When choosing marketing tactics to Attract people in your Target Audience, give enough information to repel people who are not in your Target Audience. That’s right, repel them. You want to drive them away. You only want people who are in your Target Audience. If somebody is dying of thirst and you don’t have water, don’t try to sell them pretzels. Point them to somebody who sells water. 

As a side note, one reason for writing a One-Sentence Summary of your novel is that it Attracts people in your Target Audience and repels people who are not in it. Both sides of this coin are important. 

The Second Pillar—Engaging With Your Target Audience

Assume somebody knows you exist and that you wrote a novel that would interest them. It’s way too early to try to sell them your novel. 

That’s like asking somebody you just met to marry you. They may be attracted to you. But they don’t KNOW you. They don’t trust you. Yet.

Engaging with your Target Audience means that you spend time earning their trust. You earn trust by being trust-worthy. This may take a long time or it may happen quickly. If you were selling them a big-ticket item, like a life-insurance policy or a ticket to the moon, you would need to spend quite a lot of time. Big-ticket items require a lot of trust. 

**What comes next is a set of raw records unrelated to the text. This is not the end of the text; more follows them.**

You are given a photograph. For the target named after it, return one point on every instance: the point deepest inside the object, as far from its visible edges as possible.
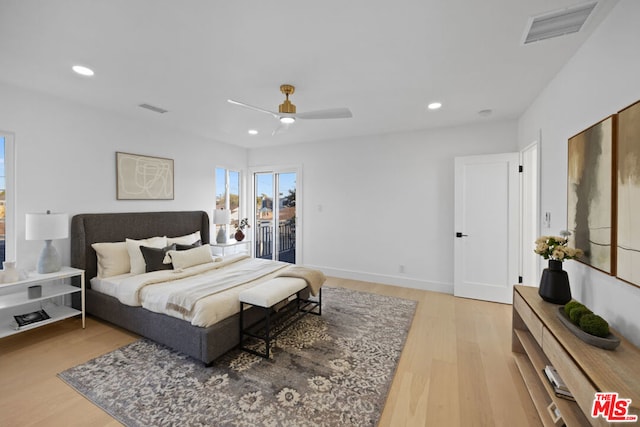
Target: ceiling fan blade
(333, 113)
(282, 127)
(251, 107)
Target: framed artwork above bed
(141, 177)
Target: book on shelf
(29, 318)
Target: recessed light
(82, 70)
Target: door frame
(514, 228)
(251, 181)
(526, 247)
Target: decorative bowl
(609, 342)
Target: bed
(205, 343)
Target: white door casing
(486, 248)
(530, 214)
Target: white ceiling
(385, 60)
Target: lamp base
(49, 261)
(221, 237)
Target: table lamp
(222, 217)
(47, 226)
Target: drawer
(578, 383)
(528, 317)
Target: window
(228, 193)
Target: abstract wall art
(628, 180)
(143, 178)
(591, 194)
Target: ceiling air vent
(558, 23)
(153, 108)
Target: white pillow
(138, 266)
(190, 257)
(113, 258)
(188, 239)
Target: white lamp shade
(221, 216)
(46, 226)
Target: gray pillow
(154, 257)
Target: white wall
(371, 204)
(65, 161)
(599, 80)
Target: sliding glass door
(275, 215)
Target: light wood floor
(456, 368)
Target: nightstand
(54, 297)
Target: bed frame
(204, 344)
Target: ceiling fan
(287, 111)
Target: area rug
(329, 370)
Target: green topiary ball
(576, 313)
(594, 325)
(571, 305)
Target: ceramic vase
(11, 274)
(554, 284)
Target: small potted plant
(244, 223)
(554, 283)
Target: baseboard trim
(406, 282)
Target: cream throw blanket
(234, 275)
(314, 278)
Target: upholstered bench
(272, 294)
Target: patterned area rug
(331, 370)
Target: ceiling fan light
(82, 70)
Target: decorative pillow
(135, 255)
(180, 247)
(154, 257)
(191, 257)
(188, 239)
(113, 258)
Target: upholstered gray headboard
(116, 227)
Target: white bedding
(154, 290)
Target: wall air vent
(558, 23)
(153, 108)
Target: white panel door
(487, 229)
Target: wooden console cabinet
(540, 339)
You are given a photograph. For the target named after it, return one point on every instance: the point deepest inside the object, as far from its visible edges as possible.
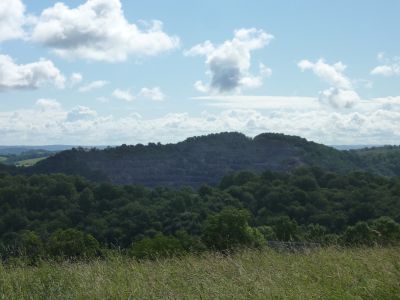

A novel is a smaller-ticket item. The money is probably not the main issue. If your book is priced in the $5 to $25 range, that’s usually not a big deal to a reader. Readers pay that kind of money all the time. 

The main issue is the reader’s time. It may take 5 or 10 hours to read your novel. Your reader can never get back those hours, if you waste them. So you need to show that you can be trusted to give 5 or 10 hours worth of value. 

You have many possible tactics to Engage with people in your Target Audience. I’ve talked about some of them in the past and I’ll talk about many of them in the future. But the principle is the same for all these tactics—you must show that your potential reader can trust you with several hours of their precious time. 

The Third Pillar—Converting Your Target Audience

Assume you’ve Attracted someone in your Target Audience and you’ve Engaged with them enough that they know they can trust you. Now what? 

Ask for the sale! Don’t make it complicated. Give them a way to buy. 

Converting your Target Audience means that you make it easy for them to buy your novel. There are a number of ways to do this. The principle is always the same. Make it obvious how to buy your novel, and make it as simple as possible.

Three Marketing Rules To Live By

Let me summarize with three rules to live by:

  • Don’t try to Convert somebody you haven’t Engaged with. 
  • Don’t try to Engage with somebody you haven’t Attracted
  • Don’t try to Attract somebody who’s not in your Target Audience.

Homework:

  • Think about the last novel you bought. How and when were you Attracted? How were you Engaged and how long did it take? How were you Converted
  • Have you ever bought a novel, and then it turned out you were not in the Target Audience? What went wrong that led you to buy a novel that wasn’t right for you?